A 1s orbital with two electrons is depicted as a square with two arrows pointing up and down, but it can also be written even faster as 1s 2 . This reads as “one s two”, and not as “one s squared”. The numbers in these notations should not be confused. The first denotes the energy level, and the second - the number of particles in the orbital.
Hybridization
In chemistry, hybridization is the concept of mixing atomic orbitals into new hybrid ones that can pair electrons with the formation of chemical bonds. Sp hybridization explains the chemical bonds of compounds such as alkynes. In this model, the atomic orbitals of carbon 2s and 2p are mixed, forming two sp-orbitals. Acetylene C 2 H 2 consists of the sp-sp-interweaving of two carbon atoms with the formation of a σ-bond and two additional π-bonds.
Atomic carbon orbitals in saturated hydrocarbons have the same hybrid sp 3 orbitals in the form of a dumbbell, one part of which is much larger than the other.
Sp 2 hybridization is similar to the previous ones and is formed by mixing one s and two p-orbitals. For example, three sp 2 - and one p-orbital are formed in an ethylene molecule.
Atomic orbitals: the principle of filling
Imagining the transitions from one atom to another in the periodic table of chemical elements, it is possible to establish the electronic structure of the next atom by placing an additional particle in the next available orbital.

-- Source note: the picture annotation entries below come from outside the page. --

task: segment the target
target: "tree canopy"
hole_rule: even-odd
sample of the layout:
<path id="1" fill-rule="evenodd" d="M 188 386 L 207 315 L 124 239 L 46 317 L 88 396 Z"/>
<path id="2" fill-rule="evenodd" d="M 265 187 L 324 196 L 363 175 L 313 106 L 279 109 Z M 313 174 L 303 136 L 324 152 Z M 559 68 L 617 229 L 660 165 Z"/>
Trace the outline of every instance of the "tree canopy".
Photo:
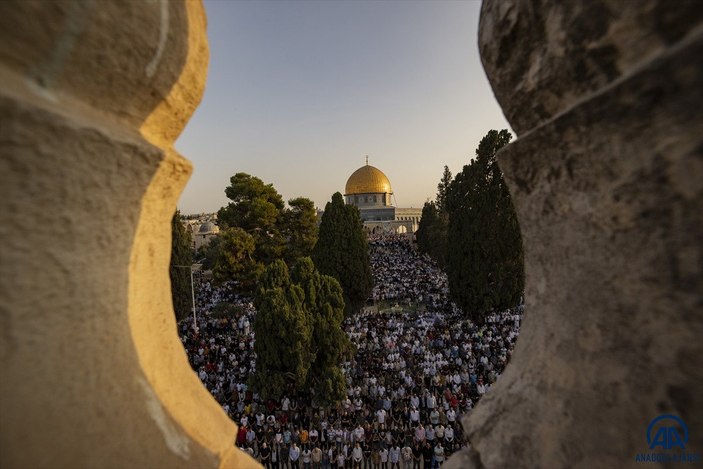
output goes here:
<path id="1" fill-rule="evenodd" d="M 312 259 L 320 273 L 342 286 L 346 315 L 366 304 L 373 287 L 366 235 L 359 209 L 346 205 L 339 192 L 325 206 Z"/>
<path id="2" fill-rule="evenodd" d="M 320 275 L 310 258 L 290 272 L 277 260 L 260 277 L 255 305 L 253 389 L 264 398 L 278 399 L 292 388 L 323 405 L 341 401 L 346 389 L 339 363 L 350 342 L 341 327 L 339 283 Z"/>
<path id="3" fill-rule="evenodd" d="M 192 307 L 190 290 L 190 267 L 193 262 L 193 249 L 191 235 L 181 223 L 181 212 L 176 210 L 171 218 L 171 261 L 169 277 L 171 279 L 171 298 L 176 319 L 186 317 Z"/>
<path id="4" fill-rule="evenodd" d="M 236 279 L 240 290 L 253 293 L 263 265 L 254 260 L 254 237 L 239 227 L 220 232 L 213 276 L 216 281 Z"/>
<path id="5" fill-rule="evenodd" d="M 265 266 L 277 259 L 292 265 L 310 256 L 317 240 L 310 199 L 297 197 L 286 207 L 272 184 L 246 173 L 232 176 L 225 194 L 231 202 L 217 213 L 221 239 L 202 251 L 217 281 L 235 280 L 250 292 Z"/>
<path id="6" fill-rule="evenodd" d="M 436 202 L 425 202 L 420 226 L 417 230 L 417 247 L 429 254 L 441 268 L 447 264 L 447 225 L 449 215 L 438 209 Z"/>
<path id="7" fill-rule="evenodd" d="M 510 142 L 491 130 L 447 197 L 447 275 L 452 299 L 474 319 L 514 306 L 523 294 L 522 238 L 496 153 Z"/>

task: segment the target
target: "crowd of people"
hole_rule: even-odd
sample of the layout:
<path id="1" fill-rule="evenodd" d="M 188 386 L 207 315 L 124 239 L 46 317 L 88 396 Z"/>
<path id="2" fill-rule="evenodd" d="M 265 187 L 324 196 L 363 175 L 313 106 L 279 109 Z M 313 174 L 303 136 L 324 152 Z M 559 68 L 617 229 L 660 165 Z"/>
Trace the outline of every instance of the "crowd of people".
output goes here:
<path id="1" fill-rule="evenodd" d="M 465 443 L 461 417 L 498 379 L 518 335 L 522 307 L 463 318 L 446 276 L 402 237 L 370 239 L 373 298 L 412 309 L 367 308 L 347 318 L 355 356 L 341 364 L 347 397 L 320 407 L 291 391 L 263 400 L 247 386 L 255 370 L 251 299 L 231 284 L 198 285 L 198 329 L 180 322 L 193 369 L 239 425 L 236 444 L 269 468 L 429 468 Z M 213 317 L 216 304 L 235 314 Z"/>

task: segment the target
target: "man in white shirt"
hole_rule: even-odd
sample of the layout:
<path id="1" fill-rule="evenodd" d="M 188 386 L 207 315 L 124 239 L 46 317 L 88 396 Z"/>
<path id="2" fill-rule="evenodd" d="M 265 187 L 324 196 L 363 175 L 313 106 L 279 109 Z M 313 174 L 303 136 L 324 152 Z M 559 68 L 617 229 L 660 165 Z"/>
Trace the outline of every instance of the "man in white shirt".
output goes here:
<path id="1" fill-rule="evenodd" d="M 312 455 L 312 451 L 310 451 L 309 448 L 305 448 L 302 453 L 303 457 L 303 467 L 305 469 L 310 469 L 310 459 Z"/>
<path id="2" fill-rule="evenodd" d="M 352 450 L 352 462 L 354 463 L 355 469 L 361 469 L 361 460 L 363 459 L 363 457 L 364 453 L 361 449 L 361 446 L 357 442 L 354 446 L 354 449 Z"/>
<path id="3" fill-rule="evenodd" d="M 388 450 L 386 448 L 381 448 L 378 454 L 381 456 L 381 468 L 388 469 Z"/>
<path id="4" fill-rule="evenodd" d="M 290 459 L 290 466 L 292 468 L 298 467 L 298 458 L 300 458 L 300 448 L 295 444 L 295 441 L 288 451 L 288 458 Z"/>
<path id="5" fill-rule="evenodd" d="M 417 422 L 420 421 L 420 411 L 417 410 L 417 407 L 413 406 L 412 409 L 410 409 L 410 422 L 413 425 L 417 425 Z"/>
<path id="6" fill-rule="evenodd" d="M 449 425 L 451 425 L 455 421 L 456 421 L 456 411 L 450 407 L 449 410 L 447 411 L 447 422 L 449 422 Z"/>
<path id="7" fill-rule="evenodd" d="M 454 450 L 454 428 L 451 425 L 444 429 L 444 446 L 449 451 Z"/>
<path id="8" fill-rule="evenodd" d="M 400 460 L 403 462 L 403 469 L 410 469 L 413 464 L 413 449 L 407 444 L 400 450 Z"/>
<path id="9" fill-rule="evenodd" d="M 384 409 L 379 409 L 376 411 L 376 418 L 378 419 L 378 424 L 383 425 L 386 423 L 386 411 Z"/>
<path id="10" fill-rule="evenodd" d="M 391 448 L 388 456 L 391 460 L 391 469 L 400 469 L 400 448 L 398 445 Z"/>

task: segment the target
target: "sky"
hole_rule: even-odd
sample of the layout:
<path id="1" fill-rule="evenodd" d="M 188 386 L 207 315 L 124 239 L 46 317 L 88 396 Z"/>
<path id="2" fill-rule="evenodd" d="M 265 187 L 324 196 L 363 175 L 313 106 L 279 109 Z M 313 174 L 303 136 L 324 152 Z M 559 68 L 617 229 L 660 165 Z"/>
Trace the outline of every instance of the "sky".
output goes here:
<path id="1" fill-rule="evenodd" d="M 206 1 L 205 95 L 176 149 L 184 214 L 237 172 L 324 208 L 365 164 L 398 207 L 434 199 L 490 129 L 510 129 L 478 55 L 478 1 Z"/>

Electrons, before filling higher energy levels, occupy lower, closer to the nucleus. Where there is a choice, they fill the orbitals individually.
This filling order is known as the Hund rule. It is used only when atomic orbitals have equal energies, and also helps minimize repulsion between electrons, which makes an atom more stable.
It should be noted that the energy of the s-orbital is always slightly less than that of p at the same energy level, therefore the former are always filled before the latter.
What is really strange is the position of the 3d orbitals. They are at a higher level than 4s, and therefore the 4s orbitals are filled first, and then all the 3d and 4p orbitals.
The same confusion occurs at higher levels with a large number of interweaving between them. Therefore, for example, the atomic orbitals of 4f are not filled until all places in 6s are occupied.
Knowing the filling order is central to understanding how to describe electronic structures.